夜晚的天空星羅密布,海風吹拂帶給人涼爽之感。
煙淼島東方的別苑之中,五官略擠在一起的紀凡,坐在霧銀樹下發呆,仿佛靜靜等待著天明。
辦事弟子不同于雜役,用不著做雜活兒,更多是在宗脈峰島待命。
“如果是外事的話,豈不是要離開這古妖海。”紀凡為了海底葬而來,自然是不愿離開。
但雙鴛宗招收弟子,紀凡又不知道這個宗門作何想。
仙修鼎盛的時代,靈墟界九州四海的古藏奇地機緣,已然是越來越少,雙鴛宗占據了粼光海域的古妖海,戒備外人介入還來不及,卻大開宗門招收弟子,這讓紀凡覺得事情不簡單。
之前在雙峰島的大殿中,紀凡觀察了眾多雙鴛宗新入弟子,不由猜測有不少人拜入雙鴛宗,是同他一樣想要打古妖海底葬的主意。
自從紀凡發現古妖海底葬以來,他就一直將之當成了一處危險的地方。
“即便不考慮海底葬中的危險,進入其中真的能為她帶來轉機嗎?”紀凡想到云月嬋的狀況,不由深吸一口氣。
“只能盡人事了。”
紀凡暗暗堅定信心,不管怎么樣,也得先進入海底葬中看看。
其實紀凡羽化成仙之后,已經深深感覺達到了一個相對的極限,道途在關閉。
不同于正道修士,像紀凡這樣的逆天修士戰力雖強,可在后續的成長上卻無比艱難。
“我現在成就了真仙之體,可也僅僅是肉身成仙,到地仙的層次,得做到內煉成仙才行,十三個吞天元嬰就已經很吃力了,再加上氣海、厲影界身,以及星云與荒刀,恐怕真的要想辦法煉化自己。

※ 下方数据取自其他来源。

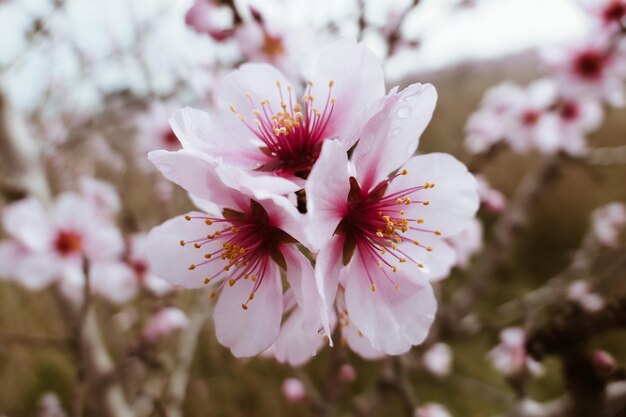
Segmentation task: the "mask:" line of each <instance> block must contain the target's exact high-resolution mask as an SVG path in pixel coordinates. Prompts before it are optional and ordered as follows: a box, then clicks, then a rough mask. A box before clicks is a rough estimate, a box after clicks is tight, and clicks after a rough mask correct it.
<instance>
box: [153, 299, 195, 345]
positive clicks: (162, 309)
mask: <svg viewBox="0 0 626 417" xmlns="http://www.w3.org/2000/svg"><path fill="white" fill-rule="evenodd" d="M188 321H189V320H188V319H187V315H186V314H185V313H184V312H183V311H182V310H179V309H177V308H176V307H166V308H162V309H160V310H159V311H157V312H156V313H155V314H154V315H153V316H152V318H151V319H150V321H149V322H148V324H146V327H145V328H144V329H143V333H142V334H143V338H144V340H145V341H146V342H148V343H155V342H157V341H158V340H160V339H162V338H164V337H166V336H168V335H170V334H171V333H172V332H174V331H176V330H179V329H182V328H184V327H186V326H187V323H188Z"/></svg>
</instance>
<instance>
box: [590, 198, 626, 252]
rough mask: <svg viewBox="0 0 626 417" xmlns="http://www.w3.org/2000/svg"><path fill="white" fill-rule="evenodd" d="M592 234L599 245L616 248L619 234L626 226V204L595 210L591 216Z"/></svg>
mask: <svg viewBox="0 0 626 417" xmlns="http://www.w3.org/2000/svg"><path fill="white" fill-rule="evenodd" d="M591 223H592V225H591V227H592V230H593V233H594V235H595V237H596V239H597V240H598V242H600V243H601V244H603V245H605V246H616V245H617V244H618V242H619V234H620V233H621V231H622V230H623V229H624V226H626V204H624V203H611V204H607V205H606V206H603V207H600V208H597V209H595V210H594V211H593V213H592V214H591Z"/></svg>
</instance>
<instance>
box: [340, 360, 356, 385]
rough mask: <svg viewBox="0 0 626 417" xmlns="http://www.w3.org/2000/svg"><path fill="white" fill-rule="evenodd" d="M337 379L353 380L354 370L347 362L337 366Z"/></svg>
mask: <svg viewBox="0 0 626 417" xmlns="http://www.w3.org/2000/svg"><path fill="white" fill-rule="evenodd" d="M339 379H340V380H341V381H343V382H353V381H354V380H355V379H356V370H355V369H354V367H353V366H352V365H350V364H349V363H344V364H343V365H341V368H339Z"/></svg>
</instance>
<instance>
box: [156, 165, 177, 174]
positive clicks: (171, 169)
mask: <svg viewBox="0 0 626 417" xmlns="http://www.w3.org/2000/svg"><path fill="white" fill-rule="evenodd" d="M157 168H158V169H159V171H161V172H162V173H164V174H169V173H170V172H172V171H173V170H174V167H173V166H171V165H168V164H158V165H157Z"/></svg>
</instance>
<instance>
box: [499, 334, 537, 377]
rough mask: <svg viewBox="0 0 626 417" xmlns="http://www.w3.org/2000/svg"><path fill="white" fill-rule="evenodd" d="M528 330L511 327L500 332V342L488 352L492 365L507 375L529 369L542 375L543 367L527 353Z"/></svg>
mask: <svg viewBox="0 0 626 417" xmlns="http://www.w3.org/2000/svg"><path fill="white" fill-rule="evenodd" d="M525 341H526V332H525V331H524V329H522V328H520V327H509V328H506V329H504V330H503V331H502V332H500V344H499V345H498V346H496V347H495V348H493V349H492V350H491V351H490V352H489V353H488V355H487V356H488V358H489V360H490V361H491V365H492V366H493V367H494V368H495V369H496V370H497V371H498V372H500V373H501V374H502V375H504V376H506V377H512V376H515V375H517V374H519V373H521V372H525V371H528V372H530V373H531V374H533V375H541V374H542V373H543V367H542V366H541V364H540V363H538V362H536V361H534V360H533V359H531V358H530V357H528V355H527V354H526V348H525V347H524V343H525Z"/></svg>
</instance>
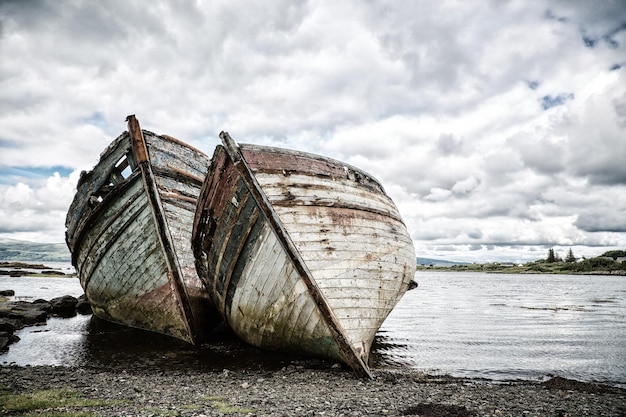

”紀凡默默思量道。
不只是自身,紀凡能想到,殷寶兒她們差不多也是面臨這樣的困境。
修煉越到后來越吃力,紀凡是有意識的,但作為逆天修士,他想要拓展道途,則是更為的艱難。
之所以紀凡在幻弭之城,不吸收幻力的機緣,是因為他已然知道,他現下所求的機緣,并非是什么古寶與力量,對他而,更為重要的是求變,要怎么擺脫現下的境況。
“計劃趕不上變化,難道要將悠悠她們都召回來?”紀凡此前有先將寶物召回的打算,可是現在感覺,僅僅召回寶物還是解決不了本質的問題。
煙淼島東邊的別苑連綿成片,頗為的廣闊,紀凡自己住在一個小院中,同其他辦事弟子互不影響。
到了下半夜,紀凡沒有外放的原始識感,察覺到了有人悄悄到來,但他就好像什么都沒發現一般。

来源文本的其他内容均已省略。